Using aerobic exercise to investigate the thermal physiology of fishes
David McKenzie
Centre for Marine Biodiversity Exploitation and Conservation, France
Water is relatively poor in oxygen, and meeting requirements for aerobic metabolism can be challenging for fishes. A number of hypotheses, of principles that underly how fishes will be affected by environmental stresses of global change, focus on respiratory physiology and capacity to provide oxygen for metabolism. The OCLTT hypothesis proposes that, when fishes’ metabolism is accelerated by heating, the capacity to provide oxygen defines thresholds for performance and survival. The hypothesis of cross-tolerance proposes that, because both warming and hypoxia test the ability to meet oxygen demands, tolerance of one should be positively correlated with tolerance of the other. These hypotheses are debated, in particular because of data from experiments using a critical thermal maximum protocol where fish are acutely warmed in steps and loss of equilibrium is the tolerance endpoint.
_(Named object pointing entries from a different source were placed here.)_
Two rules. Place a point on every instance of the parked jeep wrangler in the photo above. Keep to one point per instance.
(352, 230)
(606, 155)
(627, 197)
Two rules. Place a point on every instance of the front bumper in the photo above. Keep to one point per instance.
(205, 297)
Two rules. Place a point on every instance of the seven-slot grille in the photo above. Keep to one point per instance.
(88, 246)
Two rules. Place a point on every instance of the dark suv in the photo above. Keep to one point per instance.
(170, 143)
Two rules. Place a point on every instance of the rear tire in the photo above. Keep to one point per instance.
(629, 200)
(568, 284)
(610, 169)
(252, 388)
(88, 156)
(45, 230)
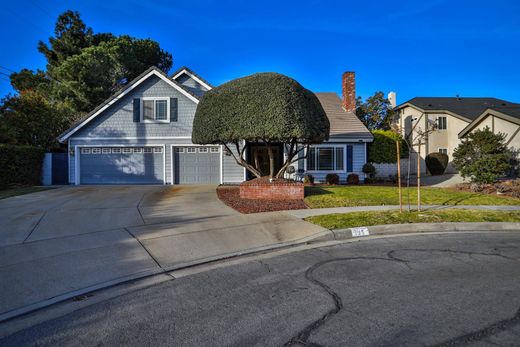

There is also the Gill Oxygen Limitation model, which proposes that the maximum size fishes can achieve will decline in a warmer future because larger fishes are relatively less able to meet their oxygen demands. This is not supported by knowledge and data. We investigated these three cases using a protocol whereby a fish is challenged to meet the combined oxygen demands of sustained aerobic swimming plus metabolic acceleration by warming in steps, with fatigue as tolerance endpoint. Results support the OCLTT as a mechanism that defines tolerance of warming, do not support the hypothesis of cross tolerance and also, against our expectations, indicate that capacity to meet oxygen demands of warming declines markedly with size.